Research Training Group 2498

Research Training Group 2498

Communication and Dynamics of Plant Cell Compartments

Research



Stromule-mediated plastid-nucleus interactions

Project Leader// Dr. Martin Schattat


Martin-Luther-University Halle-Wittenberg
Institute of Biology
Department of General Botany
Form and Dynamic of Plant Organelles


Plastids are involved in numerous metabolic pathways and therefore have to shuttle a variety of molecules across their envelope membranes. It has been suggested that physical contact may support this exchange of metabolites and/or signals. Envelope-derived stroma-filled-tubules (stromules) may be specifically formed by the plastid to increase the surface area available for such interactions with other organelles. Interestingly recent observations suggest that stromules may contact specifically the nucleus for signalling transfer when challenged with pathogens. However current literature fails to answer critical questions concerning this potential signalling process. So far plastid-organelle interactions in response to different stimuli have not been well characterized and their specific role in coping with increased demand for metabolite exchange has not been verified. In order to understand the role of stromules for organelle interaction in detail the project aims to answer the following questions:

  1. What is the significance of stromule- nucleus interactions under steady state and following stress exposure?
  2. What is the mechanism behind stromule to nucleus association?
  3. Do stromules play a role in retrograde signalling or is there a different reason for nucleus associated stromules?

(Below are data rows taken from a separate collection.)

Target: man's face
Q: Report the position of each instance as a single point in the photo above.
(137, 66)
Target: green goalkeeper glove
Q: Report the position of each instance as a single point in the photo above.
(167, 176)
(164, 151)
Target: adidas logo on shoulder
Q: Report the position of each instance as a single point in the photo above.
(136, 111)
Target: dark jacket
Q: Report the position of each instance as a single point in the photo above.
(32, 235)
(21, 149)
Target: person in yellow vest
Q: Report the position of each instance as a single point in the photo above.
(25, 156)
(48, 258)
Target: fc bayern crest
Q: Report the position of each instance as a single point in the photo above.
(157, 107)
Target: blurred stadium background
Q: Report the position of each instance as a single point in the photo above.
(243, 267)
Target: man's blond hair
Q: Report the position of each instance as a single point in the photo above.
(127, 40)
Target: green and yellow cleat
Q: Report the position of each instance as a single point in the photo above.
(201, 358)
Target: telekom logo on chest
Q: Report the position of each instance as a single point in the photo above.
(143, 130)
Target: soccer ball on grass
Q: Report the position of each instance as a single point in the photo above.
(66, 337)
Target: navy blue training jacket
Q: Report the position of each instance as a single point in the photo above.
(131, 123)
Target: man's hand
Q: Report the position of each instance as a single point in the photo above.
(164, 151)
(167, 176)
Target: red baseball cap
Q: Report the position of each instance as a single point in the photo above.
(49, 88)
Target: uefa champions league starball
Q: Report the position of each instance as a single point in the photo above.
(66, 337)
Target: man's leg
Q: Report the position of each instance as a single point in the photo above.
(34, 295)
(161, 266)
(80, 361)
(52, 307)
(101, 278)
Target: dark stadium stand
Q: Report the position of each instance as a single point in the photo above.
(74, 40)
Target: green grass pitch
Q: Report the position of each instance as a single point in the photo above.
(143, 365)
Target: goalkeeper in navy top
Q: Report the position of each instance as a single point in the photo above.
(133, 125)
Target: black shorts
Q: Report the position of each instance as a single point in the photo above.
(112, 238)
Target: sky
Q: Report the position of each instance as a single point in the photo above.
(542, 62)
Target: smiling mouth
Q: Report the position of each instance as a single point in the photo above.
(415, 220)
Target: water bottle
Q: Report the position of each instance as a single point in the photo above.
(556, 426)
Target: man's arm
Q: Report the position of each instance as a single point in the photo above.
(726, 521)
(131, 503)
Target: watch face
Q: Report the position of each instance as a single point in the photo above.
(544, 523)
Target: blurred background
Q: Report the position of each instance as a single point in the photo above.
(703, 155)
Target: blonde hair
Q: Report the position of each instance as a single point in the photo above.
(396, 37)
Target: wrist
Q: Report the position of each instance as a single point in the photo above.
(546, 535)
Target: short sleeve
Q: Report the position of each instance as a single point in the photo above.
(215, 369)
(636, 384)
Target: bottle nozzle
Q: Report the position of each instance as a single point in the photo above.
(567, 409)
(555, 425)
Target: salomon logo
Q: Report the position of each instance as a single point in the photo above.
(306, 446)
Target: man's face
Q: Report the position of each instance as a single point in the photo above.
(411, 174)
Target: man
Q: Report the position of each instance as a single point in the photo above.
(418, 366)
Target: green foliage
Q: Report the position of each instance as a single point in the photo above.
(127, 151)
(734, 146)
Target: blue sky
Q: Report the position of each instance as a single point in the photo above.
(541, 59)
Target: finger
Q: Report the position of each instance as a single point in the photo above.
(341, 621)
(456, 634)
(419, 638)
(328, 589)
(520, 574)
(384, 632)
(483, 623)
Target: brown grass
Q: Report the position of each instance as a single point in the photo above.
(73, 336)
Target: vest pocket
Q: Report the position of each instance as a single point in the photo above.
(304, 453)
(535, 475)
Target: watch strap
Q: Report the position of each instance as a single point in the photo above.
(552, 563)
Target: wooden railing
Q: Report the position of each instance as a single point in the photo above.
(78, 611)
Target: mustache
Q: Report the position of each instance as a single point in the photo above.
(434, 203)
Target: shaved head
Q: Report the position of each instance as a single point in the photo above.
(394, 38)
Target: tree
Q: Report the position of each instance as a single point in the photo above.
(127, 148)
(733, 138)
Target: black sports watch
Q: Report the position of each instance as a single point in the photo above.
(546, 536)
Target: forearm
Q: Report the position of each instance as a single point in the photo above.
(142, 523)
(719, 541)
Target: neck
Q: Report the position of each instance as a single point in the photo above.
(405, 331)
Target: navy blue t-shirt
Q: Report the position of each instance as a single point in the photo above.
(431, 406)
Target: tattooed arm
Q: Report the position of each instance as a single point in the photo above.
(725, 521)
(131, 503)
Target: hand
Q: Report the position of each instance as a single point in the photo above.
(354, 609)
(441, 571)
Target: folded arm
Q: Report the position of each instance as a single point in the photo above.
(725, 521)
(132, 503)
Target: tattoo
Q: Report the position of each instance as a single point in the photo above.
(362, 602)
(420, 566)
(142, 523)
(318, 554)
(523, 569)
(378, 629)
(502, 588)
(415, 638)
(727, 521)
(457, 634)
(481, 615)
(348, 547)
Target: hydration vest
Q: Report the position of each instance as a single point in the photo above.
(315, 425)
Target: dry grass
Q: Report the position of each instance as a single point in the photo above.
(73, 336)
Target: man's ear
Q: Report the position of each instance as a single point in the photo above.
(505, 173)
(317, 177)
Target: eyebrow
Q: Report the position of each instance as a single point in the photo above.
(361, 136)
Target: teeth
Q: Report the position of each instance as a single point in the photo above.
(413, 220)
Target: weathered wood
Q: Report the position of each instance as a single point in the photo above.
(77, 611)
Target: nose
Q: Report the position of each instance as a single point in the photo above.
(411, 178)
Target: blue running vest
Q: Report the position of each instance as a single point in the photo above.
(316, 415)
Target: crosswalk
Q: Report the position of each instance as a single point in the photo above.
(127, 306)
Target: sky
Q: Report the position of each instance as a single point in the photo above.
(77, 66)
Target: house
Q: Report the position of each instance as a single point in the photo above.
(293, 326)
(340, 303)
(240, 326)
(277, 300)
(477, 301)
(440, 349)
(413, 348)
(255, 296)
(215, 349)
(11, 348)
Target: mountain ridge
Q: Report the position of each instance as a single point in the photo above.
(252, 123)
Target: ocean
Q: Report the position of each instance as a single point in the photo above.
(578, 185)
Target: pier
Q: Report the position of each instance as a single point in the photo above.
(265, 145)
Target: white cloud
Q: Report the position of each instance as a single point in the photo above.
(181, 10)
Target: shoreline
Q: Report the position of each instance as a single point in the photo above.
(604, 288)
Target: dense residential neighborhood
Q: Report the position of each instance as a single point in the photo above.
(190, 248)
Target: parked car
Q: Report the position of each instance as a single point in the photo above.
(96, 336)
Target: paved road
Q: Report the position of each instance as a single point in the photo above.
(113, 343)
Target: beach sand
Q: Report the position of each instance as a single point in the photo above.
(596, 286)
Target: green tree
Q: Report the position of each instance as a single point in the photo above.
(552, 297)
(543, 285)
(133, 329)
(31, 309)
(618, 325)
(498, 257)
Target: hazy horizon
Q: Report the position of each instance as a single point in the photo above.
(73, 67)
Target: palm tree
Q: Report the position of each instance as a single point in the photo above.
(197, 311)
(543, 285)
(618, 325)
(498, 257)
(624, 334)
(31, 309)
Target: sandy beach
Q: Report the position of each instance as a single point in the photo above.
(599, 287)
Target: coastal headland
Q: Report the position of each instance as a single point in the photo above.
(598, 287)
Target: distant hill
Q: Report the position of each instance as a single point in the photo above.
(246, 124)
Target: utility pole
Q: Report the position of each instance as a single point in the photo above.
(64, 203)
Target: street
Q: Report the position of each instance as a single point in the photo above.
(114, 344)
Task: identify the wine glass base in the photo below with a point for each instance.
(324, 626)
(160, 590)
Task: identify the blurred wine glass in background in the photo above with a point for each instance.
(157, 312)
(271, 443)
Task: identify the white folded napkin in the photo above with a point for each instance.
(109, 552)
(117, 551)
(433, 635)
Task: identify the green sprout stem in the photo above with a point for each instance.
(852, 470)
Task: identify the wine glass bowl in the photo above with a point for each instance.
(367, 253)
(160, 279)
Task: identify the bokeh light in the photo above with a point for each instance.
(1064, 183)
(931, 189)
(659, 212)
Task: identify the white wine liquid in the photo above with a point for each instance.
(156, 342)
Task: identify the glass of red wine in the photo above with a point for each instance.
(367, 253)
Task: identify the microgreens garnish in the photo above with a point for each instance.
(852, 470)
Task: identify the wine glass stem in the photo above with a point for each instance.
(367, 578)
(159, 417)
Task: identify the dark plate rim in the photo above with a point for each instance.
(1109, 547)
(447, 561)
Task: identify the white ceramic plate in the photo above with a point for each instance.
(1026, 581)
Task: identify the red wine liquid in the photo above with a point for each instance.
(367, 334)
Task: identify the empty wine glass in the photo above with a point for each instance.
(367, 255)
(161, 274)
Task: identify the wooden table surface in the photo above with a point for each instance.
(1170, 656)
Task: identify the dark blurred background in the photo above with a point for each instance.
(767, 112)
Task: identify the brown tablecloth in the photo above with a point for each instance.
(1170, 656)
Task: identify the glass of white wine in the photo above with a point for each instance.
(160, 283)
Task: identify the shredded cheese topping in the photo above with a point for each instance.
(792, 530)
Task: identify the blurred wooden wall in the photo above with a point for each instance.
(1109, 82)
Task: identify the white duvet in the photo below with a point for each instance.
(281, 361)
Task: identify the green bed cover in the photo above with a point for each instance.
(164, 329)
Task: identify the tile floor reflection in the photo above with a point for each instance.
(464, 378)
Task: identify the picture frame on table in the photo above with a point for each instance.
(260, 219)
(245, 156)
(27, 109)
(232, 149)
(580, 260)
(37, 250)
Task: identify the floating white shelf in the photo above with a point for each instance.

In order o answer these Questions the PhD student will apply different state of the art microscopic techniques (standard CLSM, airyscan microscopy, epifluorescence microscopy, ligth sheet microscopy) to acquire imaging data capturing the reaction of WT and mutant A. thaliana plants towards standard and different stess treatments. The student will further use image analysis software such as ImageJ/Fiji and Imaris to extract quantitative data from those imaging data sets to test our hypotheses. Beside using existing plant material and imaging methods the successful student will be involved in creating multiple marker constructs harbouring three and more fluorescence marker constructs on one plasmid using GoldenGate cloning and in using these constructs to establish stable transgenic plant lines. The spectrum of methods the student will have to apply to her/his project will be extended depending on the projects development.